If you want to censor someone, just censor them! Trying to come up with PR gobbledygook to make the action seem less bad is lame as fuck.
That said, your actual argument about "cost" I reject. Infrastructure providers should be required to service everyone, even though some cost more than others. Indeed, that's the whole point—imagine if AT&T didn't have to handle phone service for the whole United States, and instead only did more profitable, cheaper urban centers?
I'm more than willing to pay a small amount more so that everyone is treated equally. That's just part of living in a society.
Did 8chan promote "extremist" views...? No more or less than posters on Twitter do on a regular basis, yet Twitter hasn't been silenced.
The same people that got 8chan shut down also hate 4chan, and want to see it silenced.
It has to do with the memes that come out of 4chan, mocking a certain crowd of people for being emotionally fragile and over-reactionary to everything...
They blocked Nazis after some attack or something like that. The founder wrote an emotional letter back then, acknowledging how bad is this and how he hates becoming the internet police.
It wasn't some attack. The guy behind the Daily Stormer stated publicly that Cloudflare not shutting off his service means they agree with and support the Daily Stormer's content.
> The tipping point for us making this decision was that the team behind Daily Stormer made the claim that we were secretly supporters of their ideology. [0]
That's in a blog post which is a follow up to a leaked memo. [1]
The Daily Stormer in 2017 was as you state. However, last year they kicked off 8chan, which was in part due to the El Paso and Dayton shootings according to their blog post about it[0]. I suspect that's what mrtksn is referencing.
>The guy behind the Daily Stormer stated publicly that Cloudflare not shutting off his service means they agree with and support the Daily Stormer's content.
Yes, because he is a troll... he got exactly the response he wanted, infamy and people still talking about it years later.
Do you have any link to what The Daily Stormer actually said? All I can find is various rewordings of it. They will of course be reworded in the least charitable way in most cases.

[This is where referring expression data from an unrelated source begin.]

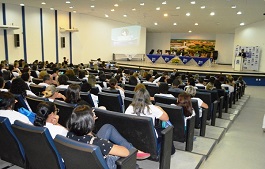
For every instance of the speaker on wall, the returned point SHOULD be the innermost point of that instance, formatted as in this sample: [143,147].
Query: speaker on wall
[62,42]
[16,40]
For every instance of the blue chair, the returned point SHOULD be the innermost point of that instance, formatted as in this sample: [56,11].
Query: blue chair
[11,149]
[39,147]
[82,156]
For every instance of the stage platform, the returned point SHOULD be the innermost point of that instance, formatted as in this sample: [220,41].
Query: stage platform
[254,78]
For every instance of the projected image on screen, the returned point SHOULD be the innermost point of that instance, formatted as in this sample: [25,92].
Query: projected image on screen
[126,36]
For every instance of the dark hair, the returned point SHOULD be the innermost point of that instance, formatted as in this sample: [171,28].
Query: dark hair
[18,86]
[44,109]
[163,88]
[62,79]
[73,94]
[7,100]
[184,100]
[25,76]
[81,121]
[133,81]
[112,83]
[86,87]
[2,82]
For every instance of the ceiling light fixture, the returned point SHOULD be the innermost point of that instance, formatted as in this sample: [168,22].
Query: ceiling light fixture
[212,13]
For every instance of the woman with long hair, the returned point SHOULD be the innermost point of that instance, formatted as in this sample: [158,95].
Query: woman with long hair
[46,116]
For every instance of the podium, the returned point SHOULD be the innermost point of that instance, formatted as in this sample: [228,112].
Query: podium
[238,63]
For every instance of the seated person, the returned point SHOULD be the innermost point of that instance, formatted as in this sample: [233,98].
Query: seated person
[7,104]
[46,116]
[109,140]
[51,93]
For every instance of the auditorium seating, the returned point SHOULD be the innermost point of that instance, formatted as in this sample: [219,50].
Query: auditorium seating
[39,147]
[82,156]
[11,149]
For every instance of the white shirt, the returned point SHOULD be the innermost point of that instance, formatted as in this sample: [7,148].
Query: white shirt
[13,115]
[56,129]
[154,112]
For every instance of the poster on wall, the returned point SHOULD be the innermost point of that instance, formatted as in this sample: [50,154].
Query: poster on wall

> The guy behind the Daily Stormer stated publicly that Cloudflare not shutting off his service means they agree with and support the Daily Stormer's content.
And the proper response from CloudFlare should have been: No we don't, but since we're ethical (unlike these assholes), we'll still provide them service.
Literally no one believed then, or believes now, that CF are crypto-Nazis. But we all know they don't actually have any kind of moral or ethical virtue, and will fold for a common troll. Oops.